Thank you for the feedback. I am not opposed to keeping development upstream going in this area, but in my opinion, that would require a renewed focus on actually implementing a full algorithm upstream. The situation, we find ourselves in is that we have some disconnected pieces but no visibility into the uses. The original intent when this was written was that a more complete implementation would be built upstream, but the TFLite MOT team decided to do all of the work in their own repository instead, and these parts have basically been orphaned.
Having too many disconnected pieces could actually make it harder to restart real development in this area, because there is no way to know what is in use vs not. Biasing towards more of a clean slate is what we are aiming for.
Of course, if you have active uses of any of this, we don’t want to needlessly cause you pain, so please speak up. Ultimately, though, I do think that we need to trim out the parts that never went anywhere, and I would love it if a new project in this area started building the infra upstream for various quantization algorithms and approaches.
Removal of the ops looks ok to me. We had an internal pattern to remove instances of quant.stats that we saw being emitted by training flows.
Do the quantized types intend to be retained and supported ? There’s a fundamental difference between how TFLite expresses quantization in-tensor vs TOSA expresses it in-op. When TOSA was originally open sourced there was a question as to what happens to the tensor-carried quantization information. Our answer then was to leave it alone, even at the cost of duplicating information. The duplication made some backend analysis easier, e.g. concat needing to establish if input tensor scales match.
Hopefully the tensor-carried quantized types will remain supported and can be also augmented to support novel mechanisms, e.g. VSQuant.
I think there is pretty clear consensus that we keep them, and there seems to be consensus that we keep them in the quant dialect.
Just to reset this conversation a bit: I’m not looking to delete things that are thought out/useful, but when some of us were discussing offline the topic of cleaning up some of our old experiments, this area came up. I’m mainly trying to tidy up things that I think haven’t gone anywhere. This is both for the purpose of just having a cleaner repo and because quantization is very important and deserves more investment in our ecosystem. But when you have a half developed, experimental thing sitting there, it is just going to confuse people and make it harder to get new development going.
That’s what I’m trying to balance. There is no rush or solid line here – just doing janitorial work on old experiments.
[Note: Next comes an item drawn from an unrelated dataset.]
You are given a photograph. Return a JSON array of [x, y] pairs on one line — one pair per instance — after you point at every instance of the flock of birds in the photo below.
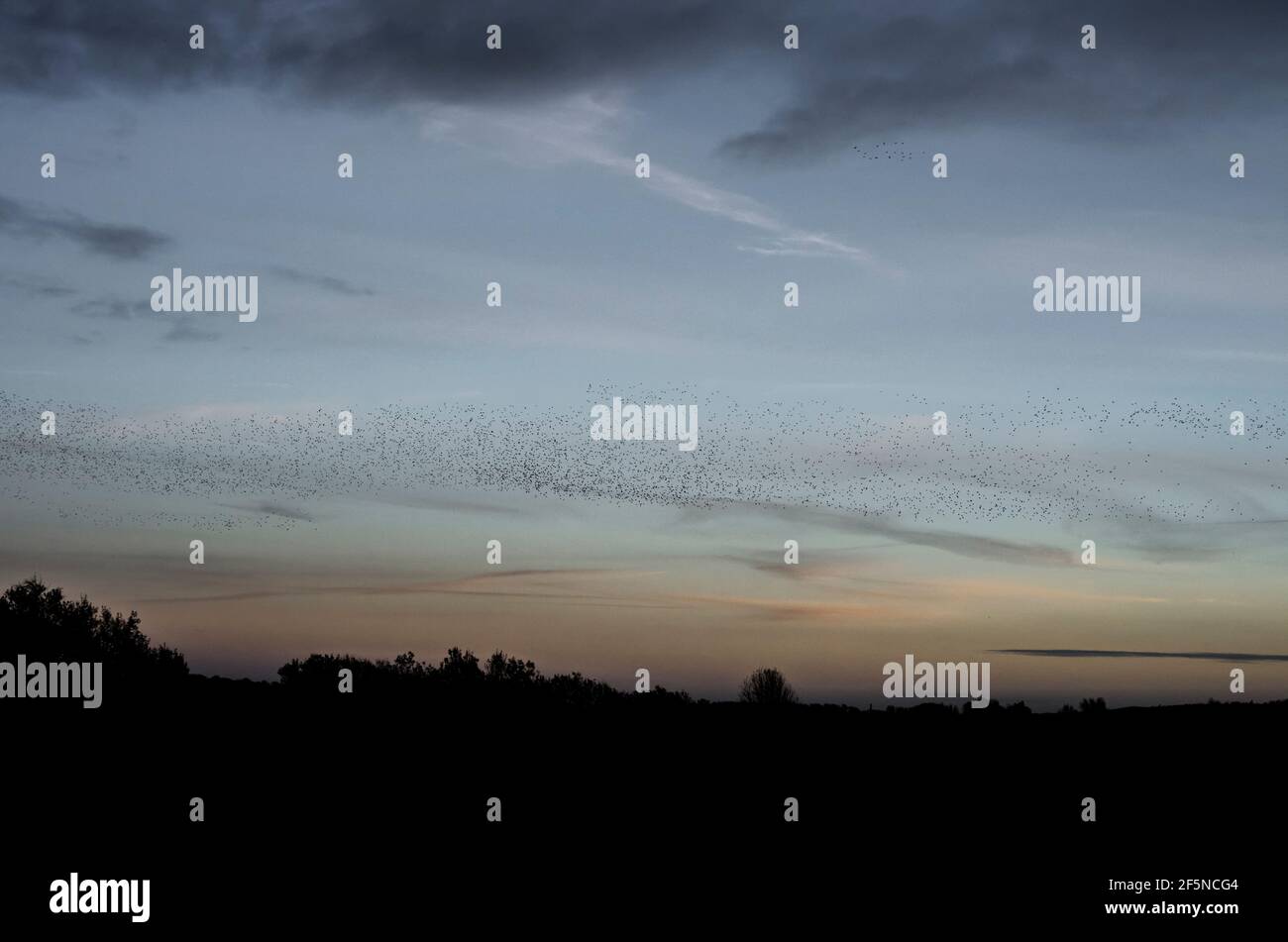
[[888, 151], [1046, 460]]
They were a part of a specific quantization algorithm being developed at Google during the early days of the project, but it was the victim of organizational turmoil and left in a zombie state. We should have cleared it out long ago.
I believe we confirmed offline that these cases don’t really align with development upstream and they will be worked out locally to Google’s repositories.
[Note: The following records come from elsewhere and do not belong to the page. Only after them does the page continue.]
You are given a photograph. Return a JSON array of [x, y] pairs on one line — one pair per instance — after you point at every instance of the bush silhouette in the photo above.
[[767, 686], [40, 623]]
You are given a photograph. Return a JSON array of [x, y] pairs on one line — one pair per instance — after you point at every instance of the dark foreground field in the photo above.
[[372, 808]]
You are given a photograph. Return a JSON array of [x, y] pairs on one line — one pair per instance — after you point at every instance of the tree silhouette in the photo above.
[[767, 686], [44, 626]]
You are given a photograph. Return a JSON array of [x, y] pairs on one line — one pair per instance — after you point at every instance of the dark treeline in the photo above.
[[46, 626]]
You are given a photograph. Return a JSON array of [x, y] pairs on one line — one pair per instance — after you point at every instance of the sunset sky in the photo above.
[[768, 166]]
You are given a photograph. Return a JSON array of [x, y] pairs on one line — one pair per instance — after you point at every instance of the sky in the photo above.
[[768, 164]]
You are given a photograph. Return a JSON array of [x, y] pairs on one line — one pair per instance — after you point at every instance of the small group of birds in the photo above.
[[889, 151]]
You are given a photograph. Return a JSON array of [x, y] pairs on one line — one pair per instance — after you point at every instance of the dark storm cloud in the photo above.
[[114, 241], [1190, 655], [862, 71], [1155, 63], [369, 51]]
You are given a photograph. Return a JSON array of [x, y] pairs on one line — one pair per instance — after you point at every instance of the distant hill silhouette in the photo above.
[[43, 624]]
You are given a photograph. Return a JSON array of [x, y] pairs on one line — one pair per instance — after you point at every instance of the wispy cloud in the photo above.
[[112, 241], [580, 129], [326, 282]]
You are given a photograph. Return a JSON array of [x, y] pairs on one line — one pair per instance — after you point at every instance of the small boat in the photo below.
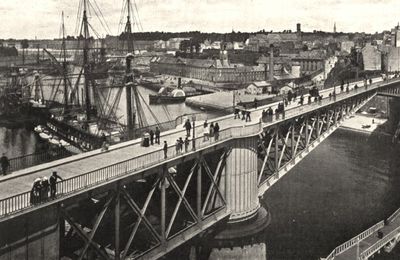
[[391, 244], [64, 143], [37, 104], [72, 149], [39, 129], [54, 140], [175, 96], [45, 135]]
I’ll plan to land the deletion patch in a couple of weeks to allow time to sever any incidental dependencies. Feel free to ask for more time if this creates a scheduling problem. Just trying to tidy things up… not create emergencies.
Just following up as this came up in a recent chat. I think there was still blocking part in TF repo to just deleting the majority of ops, is that current state? (Some of these just move to TFL or tf_type dialect I’d presume, using them during whichever lowering both sides, and TOSA converter side potentially additional work [I didn’t check if done]).
So retained followed by a round of modernization given changes in infra since these were added years ago. Is there someone looking at that/some fixed plans or “help wanted” section?
I’ve heard people wishing we had actual quantization algorithms and such here, which I think would make sense. I don’t think we want more stuff here that is just ops without users. Upgrades to the types make sense to me in principle.